February 22, 2026 (2 weeks ago) Derek Jones 1 comment

Spending over $20,000 on API calls, a team at Anthropic plus an LLM (Claude Opus version 4.6) wrote a C compiler capable of compiling the Linux kernel and other programs to a variety of cpus. Has Anthropic commercialised monkeys typing on keyboards, or have they created an effective sheep herder?

First of all, does this compiler handle a non-trivial amount of the C language?

Having written a variety of industrial compiler front ends, optimizers, code generators and code analysers (which paid off the mortgage on my house), along with a book that analysed of the C Standard, sentence by sentence (download the pdf), I’m used to finding my way around compilers.

Claude’s C compiler source appears to be surprisingly well written/organised (based on a few hours reading of the code). My immediate thought was that this must be regurgitation of pieces from existing compilers. Searches for a selection of comments in the source failed to find any matches. Stylistically, the code is written by an entity that totally believes in using abstractions; functions call functions that call functions, that call …, eventually arriving at a leaf function that just assigns a value. Not at all like a human C compiler writer (well, apart from this one).

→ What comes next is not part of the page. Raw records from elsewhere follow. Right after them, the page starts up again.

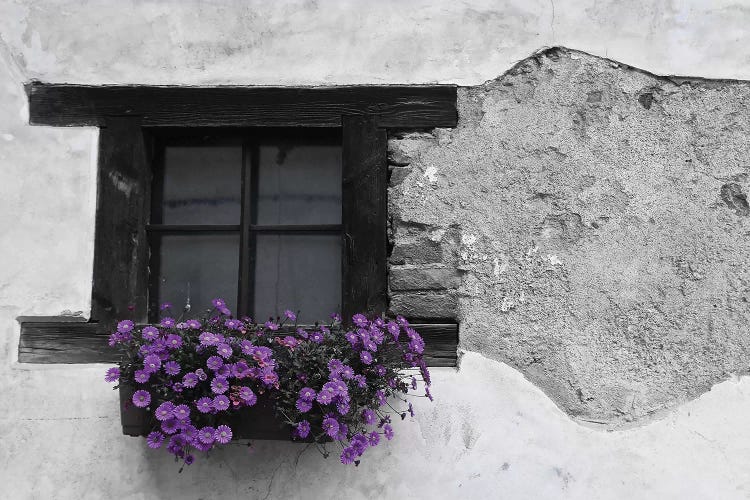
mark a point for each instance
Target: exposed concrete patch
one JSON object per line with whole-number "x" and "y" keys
{"x": 597, "y": 215}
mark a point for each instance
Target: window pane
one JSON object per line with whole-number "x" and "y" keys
{"x": 202, "y": 185}
{"x": 198, "y": 267}
{"x": 299, "y": 184}
{"x": 298, "y": 272}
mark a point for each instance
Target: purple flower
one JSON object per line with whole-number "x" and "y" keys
{"x": 205, "y": 404}
{"x": 169, "y": 426}
{"x": 374, "y": 438}
{"x": 141, "y": 398}
{"x": 172, "y": 368}
{"x": 181, "y": 412}
{"x": 224, "y": 350}
{"x": 366, "y": 357}
{"x": 164, "y": 411}
{"x": 221, "y": 402}
{"x": 223, "y": 434}
{"x": 388, "y": 432}
{"x": 331, "y": 427}
{"x": 152, "y": 363}
{"x": 207, "y": 435}
{"x": 125, "y": 326}
{"x": 155, "y": 439}
{"x": 303, "y": 406}
{"x": 190, "y": 380}
{"x": 368, "y": 416}
{"x": 303, "y": 429}
{"x": 150, "y": 333}
{"x": 248, "y": 396}
{"x": 214, "y": 363}
{"x": 307, "y": 394}
{"x": 219, "y": 385}
{"x": 348, "y": 455}
{"x": 174, "y": 341}
{"x": 112, "y": 375}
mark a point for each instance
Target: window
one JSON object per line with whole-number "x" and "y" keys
{"x": 136, "y": 157}
{"x": 253, "y": 216}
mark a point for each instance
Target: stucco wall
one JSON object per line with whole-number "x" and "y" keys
{"x": 537, "y": 147}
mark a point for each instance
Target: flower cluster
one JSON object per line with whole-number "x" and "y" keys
{"x": 326, "y": 382}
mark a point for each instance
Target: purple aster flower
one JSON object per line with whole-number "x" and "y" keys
{"x": 150, "y": 333}
{"x": 207, "y": 435}
{"x": 348, "y": 455}
{"x": 112, "y": 375}
{"x": 190, "y": 380}
{"x": 303, "y": 406}
{"x": 219, "y": 385}
{"x": 141, "y": 376}
{"x": 214, "y": 363}
{"x": 155, "y": 439}
{"x": 172, "y": 368}
{"x": 331, "y": 427}
{"x": 164, "y": 411}
{"x": 307, "y": 394}
{"x": 366, "y": 357}
{"x": 125, "y": 326}
{"x": 388, "y": 431}
{"x": 360, "y": 320}
{"x": 335, "y": 366}
{"x": 141, "y": 398}
{"x": 152, "y": 363}
{"x": 169, "y": 426}
{"x": 374, "y": 438}
{"x": 174, "y": 341}
{"x": 223, "y": 434}
{"x": 204, "y": 404}
{"x": 347, "y": 373}
{"x": 352, "y": 338}
{"x": 369, "y": 417}
{"x": 380, "y": 395}
{"x": 248, "y": 396}
{"x": 303, "y": 429}
{"x": 221, "y": 402}
{"x": 181, "y": 412}
{"x": 224, "y": 350}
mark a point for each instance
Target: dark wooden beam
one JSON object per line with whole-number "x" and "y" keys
{"x": 60, "y": 340}
{"x": 412, "y": 106}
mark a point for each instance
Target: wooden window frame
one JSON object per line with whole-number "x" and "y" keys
{"x": 125, "y": 114}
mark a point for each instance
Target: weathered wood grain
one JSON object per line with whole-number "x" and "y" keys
{"x": 392, "y": 106}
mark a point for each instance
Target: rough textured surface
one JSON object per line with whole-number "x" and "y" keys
{"x": 599, "y": 218}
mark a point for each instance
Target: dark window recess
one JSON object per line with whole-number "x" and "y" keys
{"x": 292, "y": 216}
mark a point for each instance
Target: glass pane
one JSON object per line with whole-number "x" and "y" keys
{"x": 202, "y": 185}
{"x": 198, "y": 268}
{"x": 298, "y": 272}
{"x": 299, "y": 184}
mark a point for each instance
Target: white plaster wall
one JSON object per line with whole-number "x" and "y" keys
{"x": 59, "y": 426}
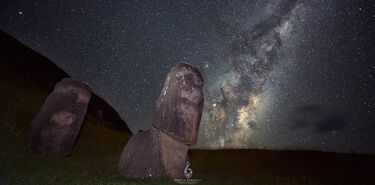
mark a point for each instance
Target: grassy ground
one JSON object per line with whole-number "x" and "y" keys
{"x": 95, "y": 156}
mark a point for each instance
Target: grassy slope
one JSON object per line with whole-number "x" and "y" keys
{"x": 95, "y": 156}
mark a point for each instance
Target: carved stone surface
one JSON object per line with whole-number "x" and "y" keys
{"x": 58, "y": 122}
{"x": 161, "y": 151}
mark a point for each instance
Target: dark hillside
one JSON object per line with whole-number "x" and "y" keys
{"x": 22, "y": 67}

There are some oddities in an implementation of this (small) size. For instance, constant folding includes support for floating-point literals. Use of floating-point is uncommon, and opportunities to fold literals rare. Perhaps this support was included because, well, an LLM did the work. But it increases the amount of code that can be incorrect, for little benefit. When writing a compiler in an implementation language different from the one being compiled, differences between the two languages can have an impact. For instance, Claude C uses Rust’s 128-bit integer type during constant folding, despite this and most other C compilers only supporting at most 64-bit integer types.

A README appears in each of the 32 source directories, giving a detailed overview of the design and implementation of the activities performed by the code. The average length is 560 lines. These READMEs look like edited versions of the prompts used.

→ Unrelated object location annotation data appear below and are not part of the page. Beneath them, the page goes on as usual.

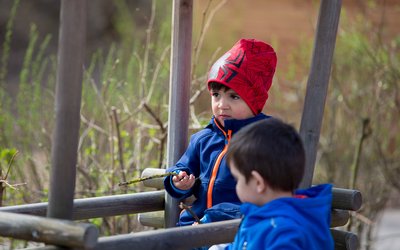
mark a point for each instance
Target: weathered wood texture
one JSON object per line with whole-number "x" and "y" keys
{"x": 179, "y": 95}
{"x": 47, "y": 230}
{"x": 317, "y": 85}
{"x": 345, "y": 199}
{"x": 101, "y": 206}
{"x": 64, "y": 151}
{"x": 191, "y": 237}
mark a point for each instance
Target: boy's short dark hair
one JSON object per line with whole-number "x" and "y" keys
{"x": 272, "y": 148}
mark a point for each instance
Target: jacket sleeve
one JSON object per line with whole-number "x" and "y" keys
{"x": 190, "y": 163}
{"x": 287, "y": 238}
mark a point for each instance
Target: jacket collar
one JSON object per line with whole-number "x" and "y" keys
{"x": 235, "y": 125}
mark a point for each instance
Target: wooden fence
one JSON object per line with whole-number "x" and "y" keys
{"x": 58, "y": 229}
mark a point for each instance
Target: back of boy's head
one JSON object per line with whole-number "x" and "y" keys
{"x": 272, "y": 148}
{"x": 247, "y": 68}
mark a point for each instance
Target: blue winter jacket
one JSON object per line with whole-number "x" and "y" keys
{"x": 288, "y": 223}
{"x": 204, "y": 158}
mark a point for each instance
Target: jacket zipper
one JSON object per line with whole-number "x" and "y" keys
{"x": 216, "y": 166}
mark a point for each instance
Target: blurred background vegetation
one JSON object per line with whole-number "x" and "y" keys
{"x": 125, "y": 93}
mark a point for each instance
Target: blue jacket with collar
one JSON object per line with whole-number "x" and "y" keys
{"x": 204, "y": 158}
{"x": 288, "y": 223}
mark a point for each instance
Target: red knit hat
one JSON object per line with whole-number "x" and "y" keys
{"x": 247, "y": 68}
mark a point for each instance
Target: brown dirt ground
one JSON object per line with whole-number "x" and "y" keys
{"x": 284, "y": 23}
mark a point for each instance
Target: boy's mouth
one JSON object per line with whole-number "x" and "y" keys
{"x": 224, "y": 117}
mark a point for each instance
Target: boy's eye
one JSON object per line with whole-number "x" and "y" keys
{"x": 235, "y": 97}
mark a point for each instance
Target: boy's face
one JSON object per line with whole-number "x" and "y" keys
{"x": 246, "y": 191}
{"x": 227, "y": 104}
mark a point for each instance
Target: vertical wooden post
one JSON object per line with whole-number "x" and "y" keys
{"x": 178, "y": 119}
{"x": 71, "y": 55}
{"x": 317, "y": 84}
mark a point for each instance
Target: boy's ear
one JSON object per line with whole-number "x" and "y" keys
{"x": 261, "y": 184}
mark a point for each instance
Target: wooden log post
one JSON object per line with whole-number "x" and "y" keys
{"x": 47, "y": 230}
{"x": 317, "y": 85}
{"x": 178, "y": 117}
{"x": 64, "y": 151}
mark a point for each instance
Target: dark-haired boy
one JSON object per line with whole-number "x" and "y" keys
{"x": 267, "y": 159}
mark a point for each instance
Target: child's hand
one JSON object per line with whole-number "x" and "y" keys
{"x": 183, "y": 181}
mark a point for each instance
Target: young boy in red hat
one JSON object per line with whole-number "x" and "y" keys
{"x": 238, "y": 82}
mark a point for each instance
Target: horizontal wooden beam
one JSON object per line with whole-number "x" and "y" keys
{"x": 192, "y": 237}
{"x": 47, "y": 230}
{"x": 345, "y": 240}
{"x": 105, "y": 206}
{"x": 156, "y": 219}
{"x": 345, "y": 199}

To get a sense of how the compiler handled rarely used language features and corner cases, I fed it examples from my book (code). The Complex floating point type is supported, along with Universal Character Names, fiddly scoping rules, and preprocessor oddities. This compiler is certainly non-trivial.

The compiler’s major blind spot is failing to detect many semantic constraints, e.g., performing arithmetic on variables having a struct type, or multiple declarations of functions and variables with the same name in the same scope (the parser README says “No type checking during parsing”; no type checking would be more accurate). The training data is source code that compiles to machine code, i.e., does not contain any semantic errors that a compiler is required to flag. It’s not surprising that Claude C fails to detect many semantic errors. There is a freely available collection of tests for the 80 constraint clauses in the C Standard that can be integrated into the Claude C compiler test suite, including the prompts used to generate the tests.

A compiler is an information conveyor belt. Source is first split into tokens (based on language specific rules), which are parsed to build a tree representation and a symbol table, which is then converted to SSA form so that a sequence of established algorithms can be used to lower the level of abstraction and detect common optimizations patterns, the low-level representation is mapped to machine code, and written to a file in the format for an executable program.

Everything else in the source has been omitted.